An article from the Charlotte Observer this summer looked at how many homes had been bought in the Charlotte region by these investment firms. They estimate that the firms now own more than 10,000 homes, the majority of which they have turned into rental properties. The result, in Charlotte and in similar cities around the country, is two-fold. In places like Charlotte where most folks own their homes, these firms have taken a big chunk of the low-end housing out of the ownership market and into the rental market. Thanks to this relative scarcity of “starter homes”, fewer Millenials are buying homes. Everyone here knows that I’m, at best, ambivalent about the public benefits of homeownership, but the fact that the homeownership rate has dropped by roughly 8% since the peak of the crisis and shows no signs of bouncing back is really amazing:
If you’re in the camp that believes that homeownership makes model citizens and helps families build wealth you should be alarmed by this trend. You should question whether these big firms swooping in when normal Americans couldn’t afford to keep their homes or buy new ones helped or hurt the public good – and whether we should encourage them to return their homes to the market (slowly enough, of course, to avoid a new crash).

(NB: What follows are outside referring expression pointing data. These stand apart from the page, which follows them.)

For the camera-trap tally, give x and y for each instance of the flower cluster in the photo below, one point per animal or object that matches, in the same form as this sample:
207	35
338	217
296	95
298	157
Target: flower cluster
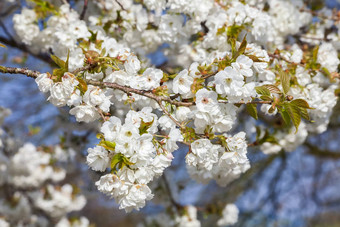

If you’re like me, you’re more concerned about the community impacts when whole neighborhoods have landlords that are not members of the community. Investment firms based in New York and Chicago don’t give a damn about making sure their tenants are good for the community and are not likely to accept lower rents in return for nicer neighborhoods. I don’t mean to romanticize the local landlord – history is replete with slumlords who took advantage of their neighbors, and even today there are countless landlords who are interested in nothing more than making money. I do worry, though, that as we make a structural shift to an environment in which big players prioritize profit above all else we’re tearing down community and ramping up displacement at the same time. While smaller landlords who live in the neighborhoods with their tenants and are perhaps more likely to “pay” foregone rent for good tenants (especially when it comes to lease renewals), big investors don’t face the same questions. These institutional investors are simply going to move their capital where ever it can get the highest return, whether that’s in housing or any other industry.
On the other hand, these bigger operations are likely to have a number of efficiencies. When they’re managing thousands of units, streamlining becomes a must. The size of their holdings means that they’re able to employ full-time staff to manage the properties and respond to requests for tenants. It’s entirely possible that, on net, the professionalization of the big holdings of the investment firms leads to a higher quality experience for tenants in these units. Moreover, when the homes are managed as true assets and less as sources of side-income (as second and third units often are for individual owners), there’s maybe a bigger incentive to keep the units in top-shape, inside and out, to retain their value.
Who knows – maybe I’ve just had great landlord luck and one bad experience with a landlord in the future will convince me that local landlords and investment firms alike are just looking to make as much money as they can. But while the local landlord is at least accessible to the community and thus susceptible to pressure from the neighborhood, housing for big investment firms can’t be anything more than profit and loss. I can’t shake the feeling that these big investment firms are a bad change for the housing market, but it might be nothing more than just a feeling. Ultimately, however, this is a big change in the structure of the housing industry, and it will be interesting to see how that change plays itself out through the whole economic cycle.